LG : Faire un calendrier avec des rythmes. Faire des AG hebdomadaires, avec des rassemblements pour ne pas encombrer le calendrier.

SC : Je suis pour cette initiative. Depuis que l’on se réunit, on peut dire qu’il y a déjà eu des mini-assises. Il faut que la parole tourne pour aboutir à des revendications concrètes et interpeller les politiques. Il ne faut pas rester entre nous. Il faut aller dans le public. Des idées fortes doivent se dégager de ces débats qui ne doivent pas être corporatistes "culturels". C’est l’occasion d’un débat de société. En aucun cas, cela ne doit se terminer par l’écriture d’une charte.

MS : Qu’est ce que le public ? L’articulation de ces assises, c’est pour la création d’une loi d’orientation. Ce n’est pas la question du chômage. Régler le problème de la culture qui repose sur l’intermittence. Cela fait des années que nous sommes en demande d’une loi d’orientation. Ce n’est pas aux assises d’aller voir les élus mais plutôt que des élus participent au comité de pilotage. Faire des invitations aux ressortissants des pays européens. Ouvrir pour mettre en phase les convergences de vues. Nous devons à une prochaine réunion trouver les moyens d’élargir le profil de ceux qui ont été les plus touchés. Faire qu’il y ait une ouverture concrète.

LG : Pour ces assises il faudrait que nous pensions à une manière de relever les débats. Prévoir des scribes. Par ailleurs, vis a vis de Nantes qu’elle ligne adopter ?

MG : "La Scène" est une revue qui fait suite à l’ancien "Info Spectacle". L’histoire de Nantes, c’est une manière de lancement de publication. Une opération commerciale vu tous les logos. 2 jours, 4 grands débats. Enfermement. Par ailleurs il y a eu en Bourgogne, entre des élus ruraux, un directeur de CDN, des petites compagnies, un débat. Là, les questions posées sont fortes : Quelle politique culturelle dans un canton éloigné de 50 kilomètres du premier multiplexe ? Quand nous avons posé la question d’une loi d’orientation en 95, les élus, les responsables, les organisations et autres professionnels, toutes tendances confondues, étaient farouchement contre. Ils ne voulaient pas que l’on mette le bordel entre les échelons des responsabilités. Pour la prochaine réunion, il faudrait proposer des personnes et une mise en forme de la région Ile de France. Eviter les centralisations.

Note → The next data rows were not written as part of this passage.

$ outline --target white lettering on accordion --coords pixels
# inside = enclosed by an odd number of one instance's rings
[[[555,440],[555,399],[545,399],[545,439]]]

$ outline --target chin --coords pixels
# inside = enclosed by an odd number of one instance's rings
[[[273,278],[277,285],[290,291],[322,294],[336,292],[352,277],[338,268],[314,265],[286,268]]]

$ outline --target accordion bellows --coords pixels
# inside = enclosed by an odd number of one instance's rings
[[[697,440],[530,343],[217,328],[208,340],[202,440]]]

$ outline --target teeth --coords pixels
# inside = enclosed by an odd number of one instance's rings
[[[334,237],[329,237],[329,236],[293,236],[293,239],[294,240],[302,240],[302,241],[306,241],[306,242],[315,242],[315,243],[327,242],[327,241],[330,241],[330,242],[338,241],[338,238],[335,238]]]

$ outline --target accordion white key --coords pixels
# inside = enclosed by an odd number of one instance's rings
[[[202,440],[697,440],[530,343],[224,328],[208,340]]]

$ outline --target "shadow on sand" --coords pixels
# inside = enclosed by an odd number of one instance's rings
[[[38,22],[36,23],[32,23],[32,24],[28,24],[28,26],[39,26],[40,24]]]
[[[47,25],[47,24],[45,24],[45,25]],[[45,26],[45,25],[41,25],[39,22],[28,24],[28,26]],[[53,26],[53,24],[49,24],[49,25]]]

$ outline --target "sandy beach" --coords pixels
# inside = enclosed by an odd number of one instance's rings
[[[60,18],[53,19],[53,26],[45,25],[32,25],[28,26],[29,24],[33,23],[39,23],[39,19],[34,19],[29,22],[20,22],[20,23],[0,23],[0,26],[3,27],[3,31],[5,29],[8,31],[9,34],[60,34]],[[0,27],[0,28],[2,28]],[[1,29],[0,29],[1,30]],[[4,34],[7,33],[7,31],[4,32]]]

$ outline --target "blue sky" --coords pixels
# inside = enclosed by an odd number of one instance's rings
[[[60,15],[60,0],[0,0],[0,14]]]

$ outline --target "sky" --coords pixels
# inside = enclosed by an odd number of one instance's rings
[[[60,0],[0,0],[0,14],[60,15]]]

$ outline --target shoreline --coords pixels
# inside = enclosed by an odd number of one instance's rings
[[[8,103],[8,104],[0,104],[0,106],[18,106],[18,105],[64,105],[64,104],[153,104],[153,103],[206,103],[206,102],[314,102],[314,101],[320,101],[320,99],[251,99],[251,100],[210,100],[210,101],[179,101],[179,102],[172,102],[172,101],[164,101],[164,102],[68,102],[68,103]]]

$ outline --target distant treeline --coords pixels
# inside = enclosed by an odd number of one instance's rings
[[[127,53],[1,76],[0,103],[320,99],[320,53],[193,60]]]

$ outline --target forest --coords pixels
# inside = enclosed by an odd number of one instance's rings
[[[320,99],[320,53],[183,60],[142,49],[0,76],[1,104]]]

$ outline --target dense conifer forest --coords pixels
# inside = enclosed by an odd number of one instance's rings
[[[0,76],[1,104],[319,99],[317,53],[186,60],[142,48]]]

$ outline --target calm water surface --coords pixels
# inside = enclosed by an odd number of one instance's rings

MB : Des débats transversaux plus axés sur des professions. Besoins de parole.

JT : Les mini assises que nous avions organisées ont manqué de travail de synthèse. Je pense qu’elles sont indispensables. Le mot "Culture", quel autre mot pour dégrossir la broussaille. La question des droits sociaux ?

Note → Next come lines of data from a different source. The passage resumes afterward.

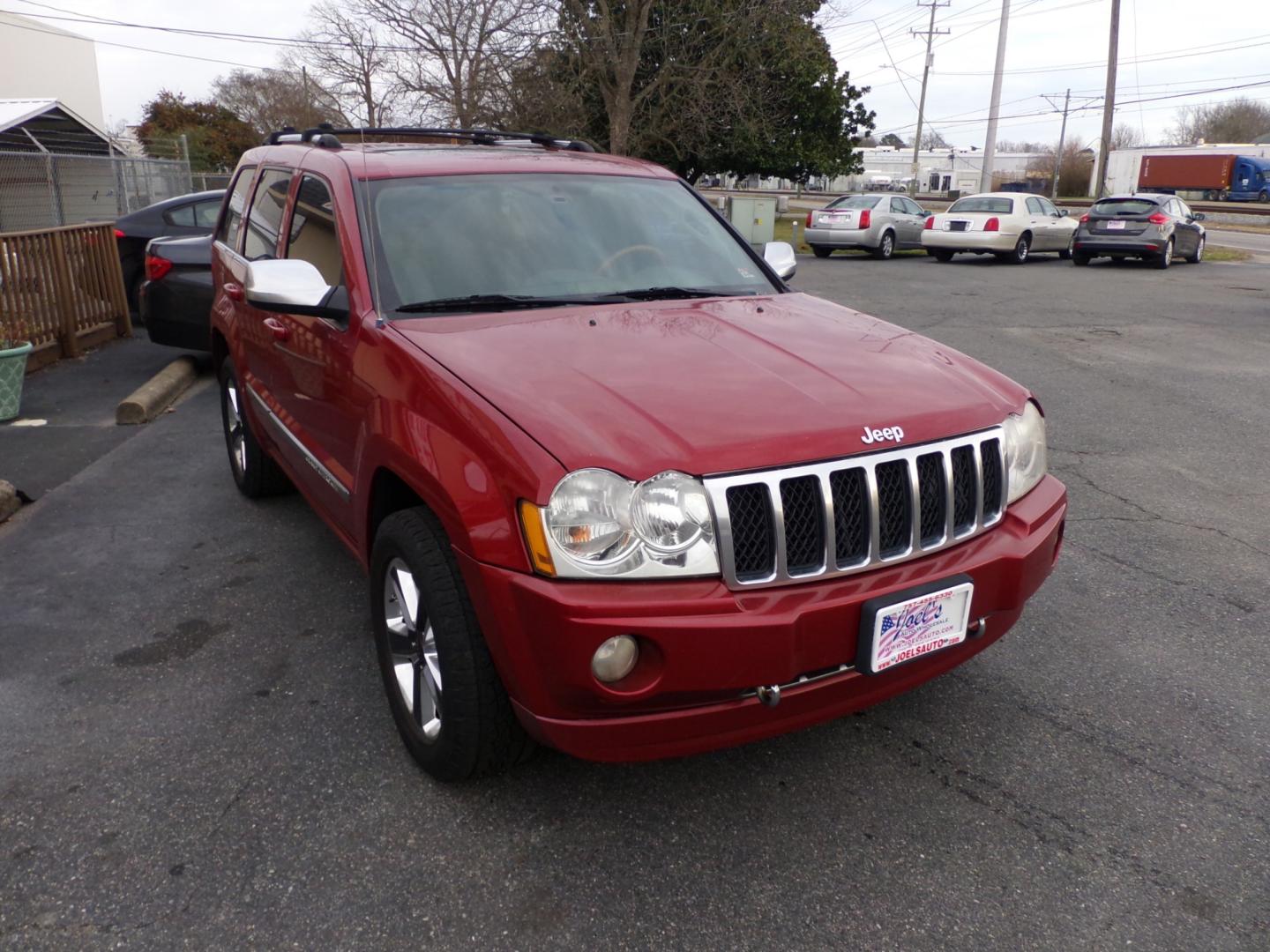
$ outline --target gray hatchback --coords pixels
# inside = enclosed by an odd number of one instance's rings
[[[1111,195],[1081,216],[1072,261],[1092,258],[1142,258],[1167,268],[1173,255],[1193,264],[1204,258],[1204,220],[1176,195],[1143,193]]]
[[[897,249],[921,248],[926,212],[907,195],[843,195],[806,213],[805,241],[817,258],[856,248],[886,260]]]

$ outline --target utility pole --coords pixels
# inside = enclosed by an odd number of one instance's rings
[[[1107,91],[1102,102],[1102,137],[1099,140],[1099,180],[1093,198],[1102,198],[1107,184],[1107,155],[1111,152],[1111,123],[1115,121],[1115,67],[1120,58],[1120,0],[1111,0],[1111,38],[1107,42]]]
[[[926,37],[926,65],[922,67],[922,96],[917,102],[917,138],[913,140],[913,171],[911,176],[912,182],[909,183],[909,193],[914,195],[917,194],[917,176],[921,173],[917,164],[917,156],[918,152],[922,151],[922,114],[926,112],[926,80],[930,79],[931,75],[931,41],[933,41],[937,36],[947,33],[946,29],[935,29],[935,11],[951,3],[952,0],[944,0],[944,3],[940,3],[940,0],[930,0],[928,4],[923,4],[922,0],[917,0],[918,6],[931,8],[931,25],[926,29],[909,30],[909,33],[914,37]]]
[[[1049,96],[1045,96],[1045,102],[1053,105],[1055,109],[1058,104],[1054,103]],[[1067,107],[1072,104],[1072,90],[1067,90],[1063,94],[1063,124],[1058,129],[1058,151],[1054,152],[1054,180],[1049,185],[1049,197],[1058,198],[1058,173],[1063,169],[1063,140],[1067,138]]]
[[[1010,27],[1010,0],[1001,0],[1001,29],[997,32],[997,69],[992,74],[992,104],[988,107],[988,141],[983,145],[979,190],[992,190],[992,160],[997,154],[997,117],[1001,113],[1001,74],[1006,69],[1006,29]]]

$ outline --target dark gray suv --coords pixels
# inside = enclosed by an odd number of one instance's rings
[[[1081,216],[1072,263],[1092,258],[1142,258],[1167,268],[1175,255],[1191,264],[1204,258],[1203,215],[1176,195],[1111,195]]]

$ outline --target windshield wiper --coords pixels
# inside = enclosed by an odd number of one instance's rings
[[[443,314],[446,311],[511,311],[522,307],[564,307],[578,303],[575,297],[533,297],[530,294],[467,294],[415,301],[395,308],[398,314]]]
[[[688,297],[730,297],[728,292],[714,291],[711,288],[681,288],[681,287],[662,287],[662,288],[631,288],[630,291],[615,291],[612,294],[605,294],[605,297],[611,297],[615,300],[626,298],[627,301],[671,301],[674,298],[688,298]]]

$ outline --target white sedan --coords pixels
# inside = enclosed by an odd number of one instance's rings
[[[1022,264],[1033,251],[1072,256],[1076,221],[1040,195],[986,192],[959,198],[946,212],[932,215],[922,231],[922,248],[940,261],[959,251],[994,254]]]

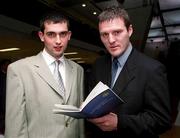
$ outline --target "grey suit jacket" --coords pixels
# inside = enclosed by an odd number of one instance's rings
[[[83,68],[65,58],[66,101],[79,106],[83,101]],[[16,61],[7,73],[6,138],[79,138],[83,122],[52,112],[64,104],[42,54]]]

MS : Des débats transversaux mais aussi des débats spécifiques. Avec la culture on est attaché à une loi d’orientation. "Jacques a dit" : Que la taxe professionnelle retombe sur les collectivités locales. On verra les batailles par rapport au projet. Il faut, dans le comité de pilotage, une liste de personnalités (ou de "singularités" ) et faire un projet d’appel signé.

MG : Le soucis de productivité ? La dimension transversale ? J’ai une multiplication de synthèses qui donne une réponse.

LG : Le mandatement de la coordination ne peut être fixe.

MS : Oui, mais c’est bien que ce soit les même personnes qui puissent suivre le dossier pour éviter de répéter à chaque fois la même chose.